HANOI — Secretary of State John F. Kerry returned to Vietnam on Thursday for his fourth and final visit as the top U.S. diplomat, his presence embodying the transformation of the two countries from enemies to partners.
After two days in Vietnam, Kerry goes to Paris to confer with other foreign ministers on Middle East peace and to London for dinner with Foreign Secretary Boris Johnson. He will end the trip at an economic forum in Davos, Switzerland, then return to Washington with barely a day and a half left to savor what he has characterized as the job of a lifetime.
The Vietnam stop is particularly meaningful for Kerry, aides said. His fate has been linked to the country for almost 50 years, since he first arrived in 1968 as a young Navy lieutenant battling communist insurgents.
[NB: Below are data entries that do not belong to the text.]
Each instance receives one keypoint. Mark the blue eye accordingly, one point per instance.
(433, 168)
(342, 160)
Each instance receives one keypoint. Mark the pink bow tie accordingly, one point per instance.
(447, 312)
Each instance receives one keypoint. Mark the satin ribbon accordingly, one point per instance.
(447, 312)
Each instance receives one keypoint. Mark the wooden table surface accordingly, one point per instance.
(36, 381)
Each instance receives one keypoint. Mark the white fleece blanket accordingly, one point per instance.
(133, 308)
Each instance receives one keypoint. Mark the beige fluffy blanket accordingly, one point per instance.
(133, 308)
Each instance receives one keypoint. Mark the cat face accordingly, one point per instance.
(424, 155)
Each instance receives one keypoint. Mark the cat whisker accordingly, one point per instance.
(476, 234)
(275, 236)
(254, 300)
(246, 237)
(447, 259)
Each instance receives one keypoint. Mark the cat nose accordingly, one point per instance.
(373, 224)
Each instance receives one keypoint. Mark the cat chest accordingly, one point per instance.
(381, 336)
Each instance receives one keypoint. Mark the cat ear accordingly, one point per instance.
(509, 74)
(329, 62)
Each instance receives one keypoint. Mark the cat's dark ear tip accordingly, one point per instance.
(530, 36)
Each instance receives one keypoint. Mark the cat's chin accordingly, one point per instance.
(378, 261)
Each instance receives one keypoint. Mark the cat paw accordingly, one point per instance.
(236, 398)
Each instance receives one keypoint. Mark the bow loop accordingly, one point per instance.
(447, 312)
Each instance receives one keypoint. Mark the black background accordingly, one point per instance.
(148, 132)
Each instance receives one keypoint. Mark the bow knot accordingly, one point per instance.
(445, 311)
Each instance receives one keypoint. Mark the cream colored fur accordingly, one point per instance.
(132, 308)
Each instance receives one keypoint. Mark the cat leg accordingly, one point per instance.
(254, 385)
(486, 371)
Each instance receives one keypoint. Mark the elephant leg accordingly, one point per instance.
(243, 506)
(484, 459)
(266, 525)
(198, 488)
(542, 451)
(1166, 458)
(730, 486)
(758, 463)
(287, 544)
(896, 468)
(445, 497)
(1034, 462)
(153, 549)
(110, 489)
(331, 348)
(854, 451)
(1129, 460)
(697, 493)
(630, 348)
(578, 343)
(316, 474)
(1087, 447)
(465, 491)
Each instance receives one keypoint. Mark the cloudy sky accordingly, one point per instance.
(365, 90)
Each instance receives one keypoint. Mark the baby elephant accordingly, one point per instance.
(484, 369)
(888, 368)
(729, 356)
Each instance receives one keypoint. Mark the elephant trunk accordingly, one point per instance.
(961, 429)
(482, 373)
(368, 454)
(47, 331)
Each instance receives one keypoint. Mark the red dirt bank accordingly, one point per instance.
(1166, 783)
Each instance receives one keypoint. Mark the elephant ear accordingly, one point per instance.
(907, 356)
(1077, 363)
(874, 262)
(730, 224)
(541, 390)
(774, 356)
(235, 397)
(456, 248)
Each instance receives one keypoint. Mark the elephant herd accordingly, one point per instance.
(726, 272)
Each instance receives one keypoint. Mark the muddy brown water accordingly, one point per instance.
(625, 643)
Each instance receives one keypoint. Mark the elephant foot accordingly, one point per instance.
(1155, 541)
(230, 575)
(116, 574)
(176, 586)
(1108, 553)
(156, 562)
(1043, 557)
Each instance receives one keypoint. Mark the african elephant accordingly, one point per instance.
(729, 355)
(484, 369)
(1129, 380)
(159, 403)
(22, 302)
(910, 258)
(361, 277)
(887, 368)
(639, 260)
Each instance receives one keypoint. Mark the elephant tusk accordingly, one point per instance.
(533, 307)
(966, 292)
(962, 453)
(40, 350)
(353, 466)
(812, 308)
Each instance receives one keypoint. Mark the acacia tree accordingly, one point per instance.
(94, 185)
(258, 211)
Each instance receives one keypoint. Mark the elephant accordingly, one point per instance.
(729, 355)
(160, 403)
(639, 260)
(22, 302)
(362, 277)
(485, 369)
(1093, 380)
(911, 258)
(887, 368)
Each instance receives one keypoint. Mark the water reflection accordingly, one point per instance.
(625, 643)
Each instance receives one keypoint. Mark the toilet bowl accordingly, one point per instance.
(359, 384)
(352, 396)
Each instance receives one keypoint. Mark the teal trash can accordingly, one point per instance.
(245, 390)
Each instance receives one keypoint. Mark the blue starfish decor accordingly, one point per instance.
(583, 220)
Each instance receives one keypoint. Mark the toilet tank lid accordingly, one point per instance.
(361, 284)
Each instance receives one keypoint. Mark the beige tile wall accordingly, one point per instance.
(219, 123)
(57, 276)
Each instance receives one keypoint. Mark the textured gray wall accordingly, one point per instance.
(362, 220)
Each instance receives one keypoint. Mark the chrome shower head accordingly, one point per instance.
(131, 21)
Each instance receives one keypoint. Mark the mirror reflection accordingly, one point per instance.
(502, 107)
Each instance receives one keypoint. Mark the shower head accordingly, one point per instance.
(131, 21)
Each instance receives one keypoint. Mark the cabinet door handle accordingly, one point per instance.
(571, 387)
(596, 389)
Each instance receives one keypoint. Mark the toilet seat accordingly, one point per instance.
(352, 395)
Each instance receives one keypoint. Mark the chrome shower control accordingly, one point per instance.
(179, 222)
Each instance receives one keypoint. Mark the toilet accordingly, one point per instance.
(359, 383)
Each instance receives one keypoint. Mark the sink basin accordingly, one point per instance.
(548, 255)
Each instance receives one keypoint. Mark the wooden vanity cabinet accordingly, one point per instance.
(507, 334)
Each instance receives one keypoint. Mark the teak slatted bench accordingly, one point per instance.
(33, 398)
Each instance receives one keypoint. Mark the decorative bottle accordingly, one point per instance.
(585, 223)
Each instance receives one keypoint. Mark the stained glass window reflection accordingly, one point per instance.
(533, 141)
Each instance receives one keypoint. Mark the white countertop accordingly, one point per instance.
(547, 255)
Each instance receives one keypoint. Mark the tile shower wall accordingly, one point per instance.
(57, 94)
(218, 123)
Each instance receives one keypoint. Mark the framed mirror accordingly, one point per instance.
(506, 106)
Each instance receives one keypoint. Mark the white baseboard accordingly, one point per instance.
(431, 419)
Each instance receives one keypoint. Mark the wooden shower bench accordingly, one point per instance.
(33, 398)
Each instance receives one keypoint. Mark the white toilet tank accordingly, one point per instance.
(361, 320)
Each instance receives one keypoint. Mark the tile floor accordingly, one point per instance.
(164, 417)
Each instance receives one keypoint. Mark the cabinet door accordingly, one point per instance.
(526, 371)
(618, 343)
When Kerry was a U.S. senator from Massachusetts, he and Sen. John McCain (R-Ariz.), a former Navy pilot who was shot down over Hanoi and held as a prisoner of war, played a central role in normalizing relations between the United States and Vietnam.
In Vietnam at the close of his career in public office, Kerry will meet with government and ruling Communist Party officials and review the arc of the bilateral relationship in a policy speech. The capstone will be a riverboat trip in the Mekong Delta, where he captained a Swift boat patrol vessel during the Vietnam War. Aides said he will go to the spot in the river in Ca Mau province where he earned a Silver Star.
The United States has been providing aid to help maintain the health of the river so it can continue as an economic engine of the region. It is being undermined by hydroelectric dams upriver and the impact of climate change — an issue to which Kerry is expected to devote much of his post-government life.
Kerry arrived in Hanoi late Thursday, checking in at a hotel not far from the prison where McCain was held. ie is scheduled to meet Friday morning with Prime Minister Nguyen Xuan Phuc and Vice Foreign Minister Bui Thanh Son. Aides traveling with Kerry say that among the topics they will discuss are climate change, North Korea and China's actions in the South China Sea — all issues that will fall to the new Donald Trump administration to deal with starting Jan. 20.
In a sign of the remarkable degree to which relations have changed between Vietnam and the United States, the secretary of the Communist Party of Ho Chi Minh City, formerly known as Saigon, will host a dinner for Kerry on Friday night. By next year, the United States plans to send Peace Corps volunteers to Vietnam for the first time.